Don’t know whether it's history or poetry. It is all very natural, and has a way of drawing the tears from one's head right movingly. Well, love is a strange thing! It will not be played with like a bird. I know it, how it goes through body and life, and beats and rages in every vein, and plays tricks with the head and reason. Poor Werther! He had else such fine conceits and thoughts. Had he but taken a journey to Paris or to Pekin! But no! He would not leave the fire and the spit, and went round and round it till he went to pieces. And there's the misery, that one can have such talents and gifts, and yet be so weak. Therefore they ought to make a turf-seat by his grave under the Linden-tree by the church-yard wall, that one might sit down upon it and lay his head in his hand, and weep over human weakness. But when thou hast finished weeping, good gentle youth! when thou hast finished weeping, lift up thy head with joy, and place thy hand against thy side!
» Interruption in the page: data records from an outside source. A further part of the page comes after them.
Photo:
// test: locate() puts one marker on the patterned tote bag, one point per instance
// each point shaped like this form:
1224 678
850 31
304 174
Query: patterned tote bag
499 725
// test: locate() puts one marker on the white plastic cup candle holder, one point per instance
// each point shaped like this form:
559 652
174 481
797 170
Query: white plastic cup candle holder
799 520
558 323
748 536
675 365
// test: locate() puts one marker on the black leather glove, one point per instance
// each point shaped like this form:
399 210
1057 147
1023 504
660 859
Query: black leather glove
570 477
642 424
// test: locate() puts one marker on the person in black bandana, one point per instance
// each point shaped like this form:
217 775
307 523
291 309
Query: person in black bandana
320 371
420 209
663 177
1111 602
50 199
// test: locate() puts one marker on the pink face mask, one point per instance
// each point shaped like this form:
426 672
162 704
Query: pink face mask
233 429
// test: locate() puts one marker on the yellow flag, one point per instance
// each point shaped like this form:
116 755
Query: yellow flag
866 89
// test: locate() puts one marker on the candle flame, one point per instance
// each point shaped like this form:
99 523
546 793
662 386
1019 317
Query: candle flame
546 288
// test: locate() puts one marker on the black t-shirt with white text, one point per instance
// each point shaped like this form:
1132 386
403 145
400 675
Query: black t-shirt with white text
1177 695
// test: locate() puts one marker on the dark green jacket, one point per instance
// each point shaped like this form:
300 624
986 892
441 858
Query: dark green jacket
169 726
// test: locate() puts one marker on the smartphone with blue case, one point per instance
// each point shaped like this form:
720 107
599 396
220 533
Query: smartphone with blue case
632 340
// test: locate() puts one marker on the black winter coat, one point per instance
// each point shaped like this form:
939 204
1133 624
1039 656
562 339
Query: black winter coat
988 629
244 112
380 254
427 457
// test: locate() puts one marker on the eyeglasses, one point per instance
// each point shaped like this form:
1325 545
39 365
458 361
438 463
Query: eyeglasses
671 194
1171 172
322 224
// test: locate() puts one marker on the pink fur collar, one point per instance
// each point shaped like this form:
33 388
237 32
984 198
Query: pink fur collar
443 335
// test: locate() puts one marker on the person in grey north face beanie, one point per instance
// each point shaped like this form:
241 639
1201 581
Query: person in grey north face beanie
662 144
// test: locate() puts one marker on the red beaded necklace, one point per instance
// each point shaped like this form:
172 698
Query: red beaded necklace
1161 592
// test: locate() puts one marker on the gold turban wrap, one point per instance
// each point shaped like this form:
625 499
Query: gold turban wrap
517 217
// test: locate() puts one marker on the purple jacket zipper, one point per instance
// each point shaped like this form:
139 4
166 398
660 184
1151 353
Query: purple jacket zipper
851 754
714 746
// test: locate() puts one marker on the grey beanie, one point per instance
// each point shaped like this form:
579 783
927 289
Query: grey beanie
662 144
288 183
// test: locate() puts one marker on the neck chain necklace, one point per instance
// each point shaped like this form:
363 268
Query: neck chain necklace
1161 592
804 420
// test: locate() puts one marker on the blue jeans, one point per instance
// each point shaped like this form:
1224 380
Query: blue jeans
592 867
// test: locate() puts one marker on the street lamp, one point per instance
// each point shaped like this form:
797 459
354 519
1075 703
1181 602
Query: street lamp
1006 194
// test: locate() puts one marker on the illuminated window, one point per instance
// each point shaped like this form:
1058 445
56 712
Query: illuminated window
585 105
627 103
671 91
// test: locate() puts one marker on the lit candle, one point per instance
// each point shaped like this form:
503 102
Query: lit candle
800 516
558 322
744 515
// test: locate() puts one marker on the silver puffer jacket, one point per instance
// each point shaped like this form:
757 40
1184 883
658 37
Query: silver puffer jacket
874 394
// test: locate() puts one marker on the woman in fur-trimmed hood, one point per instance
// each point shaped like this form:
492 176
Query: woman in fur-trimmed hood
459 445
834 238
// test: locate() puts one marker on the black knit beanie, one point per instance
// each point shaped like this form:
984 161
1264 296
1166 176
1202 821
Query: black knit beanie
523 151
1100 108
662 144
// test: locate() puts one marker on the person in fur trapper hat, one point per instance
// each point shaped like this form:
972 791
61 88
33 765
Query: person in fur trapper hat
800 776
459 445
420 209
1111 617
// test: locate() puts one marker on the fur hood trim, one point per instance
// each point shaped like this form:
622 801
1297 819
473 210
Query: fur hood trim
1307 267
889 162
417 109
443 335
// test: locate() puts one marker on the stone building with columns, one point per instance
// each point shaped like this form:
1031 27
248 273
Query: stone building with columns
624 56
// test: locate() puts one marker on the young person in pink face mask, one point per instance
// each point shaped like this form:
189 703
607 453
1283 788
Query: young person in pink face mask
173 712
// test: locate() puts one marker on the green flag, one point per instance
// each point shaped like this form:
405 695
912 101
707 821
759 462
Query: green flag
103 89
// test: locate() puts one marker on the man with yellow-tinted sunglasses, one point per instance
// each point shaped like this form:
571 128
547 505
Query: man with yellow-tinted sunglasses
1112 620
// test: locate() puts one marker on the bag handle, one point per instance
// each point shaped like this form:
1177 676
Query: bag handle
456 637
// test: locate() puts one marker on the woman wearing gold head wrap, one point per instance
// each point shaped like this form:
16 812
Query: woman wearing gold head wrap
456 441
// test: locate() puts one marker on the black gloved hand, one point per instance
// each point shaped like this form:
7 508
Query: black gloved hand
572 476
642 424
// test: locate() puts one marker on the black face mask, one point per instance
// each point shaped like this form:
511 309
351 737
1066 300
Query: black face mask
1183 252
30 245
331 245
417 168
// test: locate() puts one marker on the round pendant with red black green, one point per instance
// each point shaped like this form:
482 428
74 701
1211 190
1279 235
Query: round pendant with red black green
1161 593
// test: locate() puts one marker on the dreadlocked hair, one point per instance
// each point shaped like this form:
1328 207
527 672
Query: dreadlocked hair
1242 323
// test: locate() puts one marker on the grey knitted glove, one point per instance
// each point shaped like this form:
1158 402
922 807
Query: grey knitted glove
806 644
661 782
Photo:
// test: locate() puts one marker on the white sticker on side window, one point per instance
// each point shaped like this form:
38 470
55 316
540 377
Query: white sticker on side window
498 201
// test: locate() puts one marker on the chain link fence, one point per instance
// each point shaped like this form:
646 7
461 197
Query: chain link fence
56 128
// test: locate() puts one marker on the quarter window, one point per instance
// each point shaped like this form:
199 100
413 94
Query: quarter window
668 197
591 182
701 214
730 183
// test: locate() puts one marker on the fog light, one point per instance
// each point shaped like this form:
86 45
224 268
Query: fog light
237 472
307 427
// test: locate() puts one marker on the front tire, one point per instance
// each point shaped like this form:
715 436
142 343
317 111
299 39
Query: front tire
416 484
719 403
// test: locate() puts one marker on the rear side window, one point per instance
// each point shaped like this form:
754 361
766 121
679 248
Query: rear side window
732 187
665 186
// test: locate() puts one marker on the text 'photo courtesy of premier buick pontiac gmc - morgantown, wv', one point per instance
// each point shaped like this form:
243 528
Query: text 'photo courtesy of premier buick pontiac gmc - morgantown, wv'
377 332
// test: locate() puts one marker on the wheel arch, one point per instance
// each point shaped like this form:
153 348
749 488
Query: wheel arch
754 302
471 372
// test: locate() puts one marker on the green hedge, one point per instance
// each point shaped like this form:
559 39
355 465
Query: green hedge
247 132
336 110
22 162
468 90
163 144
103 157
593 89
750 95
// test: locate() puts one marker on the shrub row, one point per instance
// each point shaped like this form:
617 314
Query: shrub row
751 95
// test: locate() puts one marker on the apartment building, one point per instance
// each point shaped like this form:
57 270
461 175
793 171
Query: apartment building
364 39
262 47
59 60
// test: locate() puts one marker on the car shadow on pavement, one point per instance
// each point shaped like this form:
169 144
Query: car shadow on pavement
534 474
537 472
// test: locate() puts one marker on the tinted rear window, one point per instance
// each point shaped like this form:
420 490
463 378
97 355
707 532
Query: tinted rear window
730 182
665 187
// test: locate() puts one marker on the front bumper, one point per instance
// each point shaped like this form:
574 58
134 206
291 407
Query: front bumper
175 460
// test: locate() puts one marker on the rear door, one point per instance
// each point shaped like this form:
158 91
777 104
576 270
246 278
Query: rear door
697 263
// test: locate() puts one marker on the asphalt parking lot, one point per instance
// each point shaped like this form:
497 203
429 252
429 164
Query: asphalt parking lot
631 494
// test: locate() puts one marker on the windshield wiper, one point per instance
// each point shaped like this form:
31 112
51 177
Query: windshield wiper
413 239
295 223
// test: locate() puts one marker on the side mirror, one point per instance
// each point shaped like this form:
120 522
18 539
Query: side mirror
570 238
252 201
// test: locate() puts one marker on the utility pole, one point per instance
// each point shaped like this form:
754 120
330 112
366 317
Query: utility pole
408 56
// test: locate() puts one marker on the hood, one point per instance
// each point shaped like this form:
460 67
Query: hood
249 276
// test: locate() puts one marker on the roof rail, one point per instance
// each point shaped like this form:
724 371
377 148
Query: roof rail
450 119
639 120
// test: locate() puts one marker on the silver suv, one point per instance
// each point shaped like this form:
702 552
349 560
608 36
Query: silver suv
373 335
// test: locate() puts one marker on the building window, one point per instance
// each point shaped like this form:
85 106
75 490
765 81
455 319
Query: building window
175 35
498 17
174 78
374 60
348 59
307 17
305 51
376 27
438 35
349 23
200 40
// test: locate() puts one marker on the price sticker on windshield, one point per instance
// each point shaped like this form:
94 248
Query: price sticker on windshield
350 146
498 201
For there is such a thing as Virtue. That too goes through body and life, and beats and rages in every vein. She is said not to be attainable without much earnestness and conflict, and therefore not to be much known or loved. But he who has her has a rich reward in sunshine and frost and rain, and when Friend Hain comes with his scythe. Prose writers of Germany, by Frederic Henry Hedge, Matthias Claudius (Asmus) 1740-1815, On Sorrows of Young Werther, Published 1870 p. 183-184
The very soul of a writer should go into his style, and a man puts his whole personality into the style of his conversation, though limited by the exception which Matthias Claudius noted when he said that if any one conjured a book its esprit should appear-unless there is no esprit in it.